Memory & Sessions
Session persistence, PostgreSQL storage, and semantic long-term memory
Tutti has two kinds of memory:
- Session memory — conversation history within a single session (short-term)
- Semantic memory — facts the agent remembers across sessions (long-term)
Session memory
When you call tutti.run(), the runtime creates a session automatically. The session stores the full message history.
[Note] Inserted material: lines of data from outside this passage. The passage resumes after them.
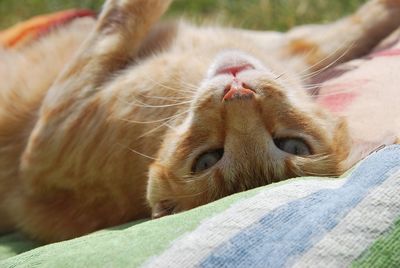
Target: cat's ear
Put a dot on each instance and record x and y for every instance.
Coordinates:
(359, 149)
(160, 191)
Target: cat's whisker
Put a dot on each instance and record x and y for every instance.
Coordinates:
(181, 90)
(156, 121)
(146, 105)
(167, 98)
(313, 74)
(164, 124)
(320, 61)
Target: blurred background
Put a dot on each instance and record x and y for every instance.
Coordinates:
(252, 14)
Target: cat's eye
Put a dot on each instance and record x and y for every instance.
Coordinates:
(293, 146)
(207, 160)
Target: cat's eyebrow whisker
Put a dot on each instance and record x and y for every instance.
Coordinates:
(142, 154)
(137, 152)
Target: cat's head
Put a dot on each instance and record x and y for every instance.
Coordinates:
(247, 127)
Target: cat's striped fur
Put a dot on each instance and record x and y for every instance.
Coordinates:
(138, 104)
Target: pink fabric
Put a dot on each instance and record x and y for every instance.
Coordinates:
(367, 92)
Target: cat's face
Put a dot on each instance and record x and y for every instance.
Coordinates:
(247, 127)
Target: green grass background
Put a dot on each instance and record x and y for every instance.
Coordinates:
(253, 14)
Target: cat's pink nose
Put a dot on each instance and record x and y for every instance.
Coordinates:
(237, 91)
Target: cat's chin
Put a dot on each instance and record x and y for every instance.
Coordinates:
(232, 62)
(162, 209)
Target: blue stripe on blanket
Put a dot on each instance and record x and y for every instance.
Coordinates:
(288, 231)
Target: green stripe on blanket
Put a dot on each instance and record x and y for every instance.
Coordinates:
(383, 253)
(336, 223)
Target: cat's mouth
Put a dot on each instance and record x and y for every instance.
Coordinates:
(234, 69)
(238, 91)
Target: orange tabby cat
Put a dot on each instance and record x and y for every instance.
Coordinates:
(185, 114)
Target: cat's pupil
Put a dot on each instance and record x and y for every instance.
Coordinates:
(293, 146)
(207, 160)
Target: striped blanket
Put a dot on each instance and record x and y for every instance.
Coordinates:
(304, 222)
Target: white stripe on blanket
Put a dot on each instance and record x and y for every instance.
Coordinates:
(196, 245)
(363, 225)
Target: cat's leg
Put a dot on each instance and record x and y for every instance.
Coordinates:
(75, 177)
(318, 46)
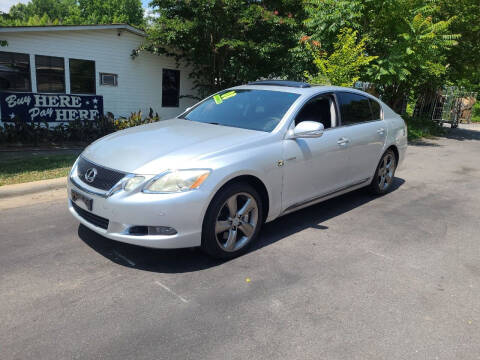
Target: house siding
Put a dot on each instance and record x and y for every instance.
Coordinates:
(139, 78)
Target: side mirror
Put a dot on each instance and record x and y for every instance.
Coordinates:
(306, 129)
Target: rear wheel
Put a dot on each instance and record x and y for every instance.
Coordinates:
(232, 222)
(383, 179)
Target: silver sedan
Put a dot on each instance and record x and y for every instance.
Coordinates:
(244, 156)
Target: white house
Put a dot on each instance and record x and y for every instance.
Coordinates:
(60, 73)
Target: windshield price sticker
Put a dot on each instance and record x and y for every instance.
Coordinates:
(219, 98)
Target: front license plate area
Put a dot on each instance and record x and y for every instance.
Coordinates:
(82, 199)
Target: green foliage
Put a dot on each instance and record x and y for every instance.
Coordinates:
(229, 42)
(344, 65)
(476, 112)
(21, 132)
(54, 12)
(136, 119)
(422, 128)
(410, 38)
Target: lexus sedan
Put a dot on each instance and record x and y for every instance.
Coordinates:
(241, 157)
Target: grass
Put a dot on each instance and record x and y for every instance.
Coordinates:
(35, 167)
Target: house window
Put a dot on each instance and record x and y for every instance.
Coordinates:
(82, 76)
(50, 74)
(14, 71)
(108, 79)
(170, 88)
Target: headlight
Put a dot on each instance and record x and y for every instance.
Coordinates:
(74, 167)
(133, 182)
(177, 181)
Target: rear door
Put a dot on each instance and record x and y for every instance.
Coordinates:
(367, 133)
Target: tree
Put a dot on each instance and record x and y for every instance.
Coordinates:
(344, 65)
(463, 59)
(228, 42)
(410, 39)
(111, 11)
(53, 12)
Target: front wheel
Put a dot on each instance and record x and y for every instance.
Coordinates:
(383, 179)
(232, 222)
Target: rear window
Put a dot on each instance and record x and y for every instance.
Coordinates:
(376, 109)
(354, 108)
(247, 108)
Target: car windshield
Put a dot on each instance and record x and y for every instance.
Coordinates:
(249, 109)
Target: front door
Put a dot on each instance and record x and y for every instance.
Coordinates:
(315, 166)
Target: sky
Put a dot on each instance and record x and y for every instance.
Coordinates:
(6, 4)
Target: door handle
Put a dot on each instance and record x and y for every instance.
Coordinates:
(343, 141)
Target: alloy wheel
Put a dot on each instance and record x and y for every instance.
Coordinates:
(236, 222)
(386, 171)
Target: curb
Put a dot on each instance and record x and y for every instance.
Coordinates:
(33, 187)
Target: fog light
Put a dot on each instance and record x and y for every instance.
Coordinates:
(161, 230)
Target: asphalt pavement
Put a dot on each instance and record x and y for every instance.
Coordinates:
(357, 277)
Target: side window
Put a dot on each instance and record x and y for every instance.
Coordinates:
(354, 108)
(376, 110)
(316, 109)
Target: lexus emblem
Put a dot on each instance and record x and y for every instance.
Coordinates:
(90, 175)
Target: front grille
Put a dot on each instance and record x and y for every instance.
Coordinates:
(90, 217)
(105, 178)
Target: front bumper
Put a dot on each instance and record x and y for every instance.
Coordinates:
(181, 211)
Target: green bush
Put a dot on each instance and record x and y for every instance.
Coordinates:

const r1 = await tutti.run("assistant", "My name is Alice.");
// r1.session_id = "abc-123"
const r2 = await tutti.run("assistant", "What's my name?", r1.session_id);
// r2.output = "Your name is Alice."
Without a session_id, the agent starts fresh with no memory.
In-memory store (default)
Sessions live in memory. They’re lost when the process exits.
const tutti = new TuttiRuntime(score);
// sessions are in-memory by default
PostgreSQL store
Sessions persist across process restarts:
npx tutti-ai add postgres
DATABASE_URL=postgres://user:pass@localhost:5432/tutti
export default defineScore({
provider: new AnthropicProvider(),
memory: { provider: "postgres" },
agents: { /* ... */ },
});
Use the async factory — it creates the tutti_sessions table on first run:
const tutti = await TuttiRuntime.create(score);
The table schema:
| Column | Type | Description |
|---|---|---|
id | TEXT PRIMARY KEY | Session UUID |
agent_name | TEXT | Agent that owns the session |
messages | JSONB | Full conversation history |
created_at | TIMESTAMPTZ | Session creation time |
updated_at | TIMESTAMPTZ | Last update time |
:::tip
For production, always use TuttiRuntime.create() instead of new TuttiRuntime() — it handles the async database initialization.
:::
Semantic memory (long-term)
Semantic memory lets agents remember facts across sessions. When a user tells the coder agent “I prefer 2-space indentation”, the agent remembers this in the next session.
Enable it per agent
{
coder: {
name: "Coder",
system_prompt: "You are a TypeScript developer.",
memory: {
semantic: {
enabled: true,
max_memories: 5, // inject up to 5 relevant memories (default)
inject_system: true, // append to system prompt (default)
curated_tools: true, // expose remember/recall/forget tools to the agent (default)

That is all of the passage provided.